Methods and Systems for Classifying Cell Colony Health
Abstract
Systems and methods for using machine-learned models to characterize cell colonies are disclosed. In some embodiments, a machine-learned model includes a first model and, optionally, a second model. A first model may be a convolutional neural network for segmenting images. A second model may be a decision-tree-based and/or ensemble model, such as a random forest model, for example for grading cells or one or more cell cultures. Input for a second model may be based on output from a first model. Timepoint may also be used as an input to a first model and/or second model. Multi-frame images may be used as input to a machine-learned model. In some embodiments, each frame of a multi-frame image is input on a different input channel to a machine-learned model.
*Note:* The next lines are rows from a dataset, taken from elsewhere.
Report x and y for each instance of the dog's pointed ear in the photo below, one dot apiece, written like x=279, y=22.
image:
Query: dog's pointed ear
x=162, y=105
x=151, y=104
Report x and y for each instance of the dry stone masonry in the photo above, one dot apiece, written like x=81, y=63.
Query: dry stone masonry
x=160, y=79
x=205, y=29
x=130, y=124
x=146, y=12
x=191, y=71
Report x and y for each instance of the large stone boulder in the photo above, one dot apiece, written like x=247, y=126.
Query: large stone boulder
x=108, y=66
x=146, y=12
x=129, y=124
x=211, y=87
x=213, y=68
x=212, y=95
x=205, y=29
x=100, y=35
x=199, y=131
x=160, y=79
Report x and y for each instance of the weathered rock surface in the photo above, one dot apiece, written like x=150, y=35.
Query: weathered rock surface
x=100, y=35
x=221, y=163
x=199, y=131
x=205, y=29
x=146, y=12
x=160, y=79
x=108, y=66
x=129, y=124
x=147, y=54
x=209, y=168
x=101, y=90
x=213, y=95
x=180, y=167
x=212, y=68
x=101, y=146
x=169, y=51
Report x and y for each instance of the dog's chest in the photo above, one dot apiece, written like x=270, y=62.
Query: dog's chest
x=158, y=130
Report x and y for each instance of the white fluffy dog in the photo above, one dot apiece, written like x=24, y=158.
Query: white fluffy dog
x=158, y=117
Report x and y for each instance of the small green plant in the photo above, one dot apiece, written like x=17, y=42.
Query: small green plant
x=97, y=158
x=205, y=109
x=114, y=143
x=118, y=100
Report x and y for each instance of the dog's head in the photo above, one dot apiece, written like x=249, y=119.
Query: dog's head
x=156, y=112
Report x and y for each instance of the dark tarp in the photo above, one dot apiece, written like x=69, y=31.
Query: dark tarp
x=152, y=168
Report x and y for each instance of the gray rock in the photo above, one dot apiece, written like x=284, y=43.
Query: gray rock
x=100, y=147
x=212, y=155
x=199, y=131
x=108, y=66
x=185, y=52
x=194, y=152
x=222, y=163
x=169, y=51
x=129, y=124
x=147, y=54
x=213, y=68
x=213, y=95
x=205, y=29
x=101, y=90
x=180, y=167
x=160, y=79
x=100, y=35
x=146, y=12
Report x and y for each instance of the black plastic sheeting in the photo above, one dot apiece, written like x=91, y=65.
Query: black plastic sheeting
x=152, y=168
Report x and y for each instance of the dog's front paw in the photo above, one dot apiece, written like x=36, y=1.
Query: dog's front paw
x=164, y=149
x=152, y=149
Decisions about whether to continue culturing or not may be made based on characterization made using a machine-learned model.
Claims
exact text as granted — not AI-modifiedWhat is claimed is:
1 . A method of characterizing cell colony health, the method comprising:
receiving, by a processor, one or more input images, wherein a cell colony is discernable within each of the one or more input images; and characterizing health of the cell colony, by the processor, using a machine-learned model using the one or more input images as input to the model.
2 . The method of claim 1 , wherein the colony is a mesenchymal stem cell colony.
3 . The method of claim 1 , wherein the machine-learned model classifies health of the cell colony based on cell morphology and/or colony morphology.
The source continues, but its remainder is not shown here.